Bagi Prof Niam, suasana persidangan yang sejuk dan harmonis bukan sekadar persoalan teknis penyelenggaraan. Lebih dari itu, iklim tersebut diperlukan agar Muktamar mampu melahirkan gagasan dan keputusan strategis bagi perjalanan Nahdlatul Ulama memasuki abad kedua pengkhidmatannya.
"Komitmen kita di dalam menyelenggarakan Muktamar adalah membangun kesepahaman dan dilaksanakan dengan penuh guyub, riang gembira, menghasilkan keputusan-keputusan yang bersifat strategis," kata Pengasuh Pondok Pesantren An-Nahdlah, Depok, Jawa Barat tersebut.
Selain pembahasan tata tertib, Muktamar ke-35 NU juga dijadwalkan membahas sejumlah materi strategis organisasi. Materi tersebut mencakup bidang keorganisasian, program kerja, rekomendasi, hingga Bahtsul Masail yang meliputi waqi'iyyah, maudhu'iyyah, dan qanuniyyah.
Prof Niam yang juga Ketua Majelis Alumni IPNU itu berharap seluruh materi tidak hanya dibaca dalam konteks kebutuhan organisasi saat ini, tetapi juga diarahkan untuk menjawab tantangan jangka panjang.
Karena itu, pembahasan Muktamar perlu mempertimbangkan perkembangan teknologi dan digitalisasi yang semakin cepat. Pada saat yang sama, agenda regenerasi kepemimpinan juga menjadi bagian penting dalam menyiapkan keberlanjutan organisasi.
Guru Besar Ilmu Fikih UIN Jakarta tersebut mendorong adanya perpaduan antara keteladanan dan pengalaman ulama senior dengan energi, kreativitas, serta gagasan generasi muda.

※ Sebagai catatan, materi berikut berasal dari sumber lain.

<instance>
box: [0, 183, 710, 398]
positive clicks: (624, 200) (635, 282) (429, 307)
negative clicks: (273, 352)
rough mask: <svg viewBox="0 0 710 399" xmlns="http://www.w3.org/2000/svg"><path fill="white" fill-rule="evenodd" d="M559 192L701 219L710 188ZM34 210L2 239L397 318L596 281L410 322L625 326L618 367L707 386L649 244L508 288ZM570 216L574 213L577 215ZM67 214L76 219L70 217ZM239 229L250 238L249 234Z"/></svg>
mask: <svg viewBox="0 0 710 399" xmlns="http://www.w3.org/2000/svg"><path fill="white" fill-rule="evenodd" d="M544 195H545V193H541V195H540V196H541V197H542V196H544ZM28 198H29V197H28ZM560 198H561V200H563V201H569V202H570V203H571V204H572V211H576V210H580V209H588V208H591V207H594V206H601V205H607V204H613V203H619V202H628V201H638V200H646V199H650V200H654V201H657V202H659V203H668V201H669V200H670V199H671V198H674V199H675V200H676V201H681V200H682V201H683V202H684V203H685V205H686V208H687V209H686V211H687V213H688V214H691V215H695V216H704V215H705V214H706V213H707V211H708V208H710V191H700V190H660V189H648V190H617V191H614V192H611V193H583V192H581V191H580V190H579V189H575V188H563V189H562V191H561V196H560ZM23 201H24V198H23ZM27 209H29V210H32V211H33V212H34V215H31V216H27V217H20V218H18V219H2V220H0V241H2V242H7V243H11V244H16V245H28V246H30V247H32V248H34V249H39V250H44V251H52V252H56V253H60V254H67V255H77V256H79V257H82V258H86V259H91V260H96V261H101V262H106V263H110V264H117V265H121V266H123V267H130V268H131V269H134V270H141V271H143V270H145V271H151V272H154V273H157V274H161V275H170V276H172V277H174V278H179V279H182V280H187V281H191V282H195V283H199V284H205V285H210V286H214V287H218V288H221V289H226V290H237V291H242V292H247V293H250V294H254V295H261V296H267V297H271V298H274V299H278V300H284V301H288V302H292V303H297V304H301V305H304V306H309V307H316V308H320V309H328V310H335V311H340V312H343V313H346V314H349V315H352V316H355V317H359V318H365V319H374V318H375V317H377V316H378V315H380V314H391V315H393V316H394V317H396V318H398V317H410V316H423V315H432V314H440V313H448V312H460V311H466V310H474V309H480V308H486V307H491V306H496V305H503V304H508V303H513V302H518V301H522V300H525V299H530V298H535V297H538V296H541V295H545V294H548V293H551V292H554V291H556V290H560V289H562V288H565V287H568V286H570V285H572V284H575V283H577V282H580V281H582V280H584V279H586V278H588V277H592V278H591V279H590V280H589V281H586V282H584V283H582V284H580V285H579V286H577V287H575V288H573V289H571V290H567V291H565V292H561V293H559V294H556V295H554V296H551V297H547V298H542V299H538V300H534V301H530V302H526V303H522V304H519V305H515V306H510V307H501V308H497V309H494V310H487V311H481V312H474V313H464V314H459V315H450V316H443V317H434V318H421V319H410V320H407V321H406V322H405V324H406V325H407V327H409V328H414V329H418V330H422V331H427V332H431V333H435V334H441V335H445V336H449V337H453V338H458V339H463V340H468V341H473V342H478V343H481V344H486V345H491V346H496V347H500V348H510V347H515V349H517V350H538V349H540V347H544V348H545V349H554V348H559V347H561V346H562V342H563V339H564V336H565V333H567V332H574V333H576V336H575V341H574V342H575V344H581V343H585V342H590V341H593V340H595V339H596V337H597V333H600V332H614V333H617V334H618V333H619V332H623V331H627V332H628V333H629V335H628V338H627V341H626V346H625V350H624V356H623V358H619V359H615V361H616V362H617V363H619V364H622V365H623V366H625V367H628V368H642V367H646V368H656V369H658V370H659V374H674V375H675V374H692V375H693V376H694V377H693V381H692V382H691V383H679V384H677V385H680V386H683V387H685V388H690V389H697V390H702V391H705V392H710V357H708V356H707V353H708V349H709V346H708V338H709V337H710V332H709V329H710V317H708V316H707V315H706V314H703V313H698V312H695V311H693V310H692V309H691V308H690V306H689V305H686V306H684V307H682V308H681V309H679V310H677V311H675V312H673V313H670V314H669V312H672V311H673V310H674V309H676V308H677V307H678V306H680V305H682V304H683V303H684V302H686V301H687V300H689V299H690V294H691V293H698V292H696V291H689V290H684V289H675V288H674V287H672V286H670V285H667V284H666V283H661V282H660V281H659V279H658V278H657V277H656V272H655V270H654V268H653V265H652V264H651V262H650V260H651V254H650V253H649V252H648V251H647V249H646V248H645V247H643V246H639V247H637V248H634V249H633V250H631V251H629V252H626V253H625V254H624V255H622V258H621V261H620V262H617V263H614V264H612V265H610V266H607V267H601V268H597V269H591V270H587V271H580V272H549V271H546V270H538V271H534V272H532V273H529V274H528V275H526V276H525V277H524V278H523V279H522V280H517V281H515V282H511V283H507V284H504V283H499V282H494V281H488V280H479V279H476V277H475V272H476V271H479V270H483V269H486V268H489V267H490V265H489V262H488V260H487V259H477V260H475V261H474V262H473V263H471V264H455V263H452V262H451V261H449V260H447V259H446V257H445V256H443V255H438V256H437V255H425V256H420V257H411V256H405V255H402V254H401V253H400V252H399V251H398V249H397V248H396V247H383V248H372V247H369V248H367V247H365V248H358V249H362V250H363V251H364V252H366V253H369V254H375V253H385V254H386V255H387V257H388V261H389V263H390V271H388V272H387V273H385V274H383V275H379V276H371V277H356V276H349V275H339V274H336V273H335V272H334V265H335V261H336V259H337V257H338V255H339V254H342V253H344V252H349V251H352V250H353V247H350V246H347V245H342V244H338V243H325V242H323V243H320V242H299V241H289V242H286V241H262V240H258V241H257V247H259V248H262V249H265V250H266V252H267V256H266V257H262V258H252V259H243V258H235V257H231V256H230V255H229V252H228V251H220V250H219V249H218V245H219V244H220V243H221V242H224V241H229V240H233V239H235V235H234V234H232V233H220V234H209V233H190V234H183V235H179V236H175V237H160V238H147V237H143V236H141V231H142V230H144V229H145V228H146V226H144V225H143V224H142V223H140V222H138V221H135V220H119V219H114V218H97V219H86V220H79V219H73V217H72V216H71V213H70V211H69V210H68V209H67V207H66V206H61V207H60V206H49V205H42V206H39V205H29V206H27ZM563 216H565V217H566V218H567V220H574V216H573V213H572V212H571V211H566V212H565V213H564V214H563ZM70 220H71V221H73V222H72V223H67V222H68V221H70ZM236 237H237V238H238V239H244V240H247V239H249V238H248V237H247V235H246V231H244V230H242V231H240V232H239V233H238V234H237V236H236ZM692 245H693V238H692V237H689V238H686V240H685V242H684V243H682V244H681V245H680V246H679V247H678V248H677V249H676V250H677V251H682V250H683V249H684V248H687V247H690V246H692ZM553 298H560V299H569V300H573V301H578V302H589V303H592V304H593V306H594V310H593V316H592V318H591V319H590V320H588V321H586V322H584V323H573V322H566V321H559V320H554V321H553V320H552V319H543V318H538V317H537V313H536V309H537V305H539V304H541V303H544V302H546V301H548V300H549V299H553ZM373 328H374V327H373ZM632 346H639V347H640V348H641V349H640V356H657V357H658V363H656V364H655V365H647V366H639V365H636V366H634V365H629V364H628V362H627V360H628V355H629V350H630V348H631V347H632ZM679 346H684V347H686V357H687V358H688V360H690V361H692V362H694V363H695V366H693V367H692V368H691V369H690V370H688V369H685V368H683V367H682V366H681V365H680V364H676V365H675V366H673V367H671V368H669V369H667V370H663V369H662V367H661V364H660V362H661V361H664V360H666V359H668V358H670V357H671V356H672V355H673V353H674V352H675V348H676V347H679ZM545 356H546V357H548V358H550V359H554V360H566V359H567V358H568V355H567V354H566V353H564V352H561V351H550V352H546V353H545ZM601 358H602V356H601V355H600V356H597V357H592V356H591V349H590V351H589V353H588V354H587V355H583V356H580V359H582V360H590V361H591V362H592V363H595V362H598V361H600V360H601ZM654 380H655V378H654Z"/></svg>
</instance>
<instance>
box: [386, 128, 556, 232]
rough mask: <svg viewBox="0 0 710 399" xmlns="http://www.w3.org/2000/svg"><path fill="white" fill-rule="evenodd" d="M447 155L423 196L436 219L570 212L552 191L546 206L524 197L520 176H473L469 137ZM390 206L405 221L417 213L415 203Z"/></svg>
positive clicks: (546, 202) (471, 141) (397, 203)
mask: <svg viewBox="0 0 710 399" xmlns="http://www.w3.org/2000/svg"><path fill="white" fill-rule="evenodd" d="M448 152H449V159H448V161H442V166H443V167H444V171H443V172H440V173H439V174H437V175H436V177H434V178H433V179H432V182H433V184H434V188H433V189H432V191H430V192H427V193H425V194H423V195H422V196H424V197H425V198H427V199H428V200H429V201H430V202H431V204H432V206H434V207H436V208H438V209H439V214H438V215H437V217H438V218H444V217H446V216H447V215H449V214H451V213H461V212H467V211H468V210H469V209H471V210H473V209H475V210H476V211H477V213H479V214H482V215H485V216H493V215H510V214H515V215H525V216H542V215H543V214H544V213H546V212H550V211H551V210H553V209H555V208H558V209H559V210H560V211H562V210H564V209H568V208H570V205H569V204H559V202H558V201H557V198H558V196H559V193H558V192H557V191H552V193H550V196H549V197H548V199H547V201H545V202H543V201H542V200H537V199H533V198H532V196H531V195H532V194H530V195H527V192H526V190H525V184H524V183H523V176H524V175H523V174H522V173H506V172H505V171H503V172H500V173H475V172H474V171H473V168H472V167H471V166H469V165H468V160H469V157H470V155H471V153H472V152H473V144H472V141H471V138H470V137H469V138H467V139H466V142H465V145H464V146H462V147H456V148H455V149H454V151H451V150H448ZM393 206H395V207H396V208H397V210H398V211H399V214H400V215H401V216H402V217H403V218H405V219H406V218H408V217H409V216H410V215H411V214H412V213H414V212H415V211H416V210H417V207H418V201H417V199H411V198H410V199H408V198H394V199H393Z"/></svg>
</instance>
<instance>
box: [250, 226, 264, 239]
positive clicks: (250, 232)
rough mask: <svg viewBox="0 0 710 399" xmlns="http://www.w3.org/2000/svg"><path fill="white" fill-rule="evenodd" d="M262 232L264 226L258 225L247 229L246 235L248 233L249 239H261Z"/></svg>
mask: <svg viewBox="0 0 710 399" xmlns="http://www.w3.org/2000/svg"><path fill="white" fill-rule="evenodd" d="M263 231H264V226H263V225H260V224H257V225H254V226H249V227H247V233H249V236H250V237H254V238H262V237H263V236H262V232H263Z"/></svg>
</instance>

Perpaduan tersebut dinilai penting agar NU mampu terus beradaptasi tanpa kehilangan pijakan tradisi dan nilai-nilai yang menjadi karakter jam'iyyah.

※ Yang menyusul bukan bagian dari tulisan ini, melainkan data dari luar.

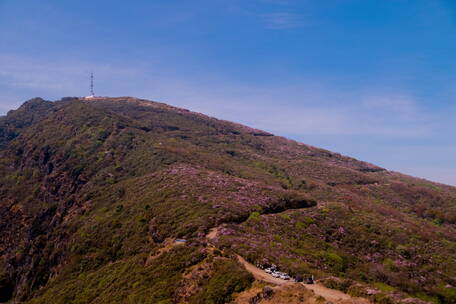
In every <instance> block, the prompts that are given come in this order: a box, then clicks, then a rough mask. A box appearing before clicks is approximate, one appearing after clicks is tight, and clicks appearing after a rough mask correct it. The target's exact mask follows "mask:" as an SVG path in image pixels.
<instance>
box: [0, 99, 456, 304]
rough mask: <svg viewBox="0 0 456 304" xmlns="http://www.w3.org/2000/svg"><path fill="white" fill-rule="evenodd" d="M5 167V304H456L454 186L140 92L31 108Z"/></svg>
mask: <svg viewBox="0 0 456 304" xmlns="http://www.w3.org/2000/svg"><path fill="white" fill-rule="evenodd" d="M0 156H1V157H0V216H1V221H0V302H11V303H20V302H24V303H229V302H231V301H234V302H236V303H325V301H330V300H331V297H330V295H329V292H328V296H327V297H326V299H325V296H323V297H322V296H321V294H319V291H318V290H317V289H316V291H310V288H317V287H318V288H320V289H319V290H326V289H324V286H323V285H325V286H326V287H329V288H333V289H334V288H335V289H339V290H341V291H343V292H344V294H343V295H345V296H347V297H349V296H351V297H352V299H357V300H356V301H358V302H359V301H361V302H360V303H366V302H367V301H369V302H371V303H381V304H390V303H424V302H433V303H442V304H443V303H455V302H456V289H455V286H456V263H455V261H456V188H454V187H450V186H446V185H442V184H438V183H433V182H430V181H427V180H424V179H418V178H413V177H410V176H406V175H403V174H400V173H396V172H391V171H387V170H385V169H383V168H380V167H378V166H375V165H372V164H369V163H366V162H362V161H358V160H356V159H353V158H350V157H346V156H342V155H340V154H337V153H333V152H330V151H327V150H323V149H319V148H316V147H312V146H309V145H306V144H302V143H299V142H296V141H293V140H289V139H286V138H283V137H279V136H274V135H272V134H270V133H267V132H264V131H261V130H257V129H253V128H249V127H246V126H243V125H240V124H236V123H233V122H228V121H223V120H218V119H215V118H211V117H208V116H206V115H203V114H200V113H195V112H191V111H188V110H184V109H180V108H176V107H172V106H169V105H166V104H163V103H157V102H152V101H147V100H142V99H137V98H131V97H119V98H94V99H90V100H85V99H80V98H63V99H62V100H59V101H55V102H50V101H45V100H43V99H40V98H35V99H32V100H30V101H27V102H26V103H24V104H23V105H22V106H21V107H20V108H19V109H17V110H15V111H10V112H9V113H8V114H7V115H6V116H3V117H1V118H0ZM274 265H275V268H277V270H279V271H280V272H282V273H286V274H288V275H289V276H292V277H294V278H297V279H300V278H304V279H307V278H309V277H311V276H312V275H313V276H314V277H315V278H316V279H317V280H318V282H319V283H318V284H316V285H306V286H307V287H305V285H303V284H301V283H283V284H280V283H277V284H276V285H277V286H275V285H274V281H272V282H268V279H265V280H266V282H261V281H262V280H261V278H260V277H259V276H261V275H263V276H264V278H266V276H269V274H267V273H266V272H263V270H262V269H264V268H271V267H273V268H274ZM268 272H271V271H270V270H268ZM270 278H272V277H270ZM271 280H273V279H271ZM271 280H270V281H271ZM277 280H279V281H280V278H279V279H277ZM263 281H264V280H263ZM279 281H278V282H279ZM280 282H282V281H280ZM268 284H272V285H271V287H270V286H269V285H268ZM266 285H268V286H266ZM334 292H336V291H334ZM341 294H342V293H341ZM360 298H365V300H362V299H360ZM346 301H348V300H346ZM353 301H355V300H353ZM353 301H352V302H353ZM356 301H355V302H356ZM362 301H365V302H362ZM331 302H332V303H345V302H344V301H343V299H341V300H340V301H339V300H338V299H333V300H331ZM358 302H357V303H358ZM347 303H348V302H347Z"/></svg>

Sementara itu, pelaksanaan sidang pleno awal Muktamar ke-35 NU diawali dengan proses pemeriksaan ketat terhadap peserta. Verifikasi dilakukan melalui pemindaian barcode pada kartu identitas (ID card) peserta untuk memastikan keabsahan para muktamirin.
Pengamanan di arena persidangan juga diperketat dengan melibatkan aparat kepolisian dan Barisan Ansor Serbaguna (Banser). Langkah tersebut dilakukan untuk memastikan seluruh rangkaian persidangan berjalan tertib, aman, dan lancar.
Dengan mengedepankan musyawarah mufakat, suasana guyub, serta orientasi strategis, Muktamar ke-35 NU diharapkan tidak sekadar menghasilkan keputusan organisasi, tetapi juga menjadi pijakan penting bagi perjalanan NU dalam memasuki abad kedua pengabdiannya.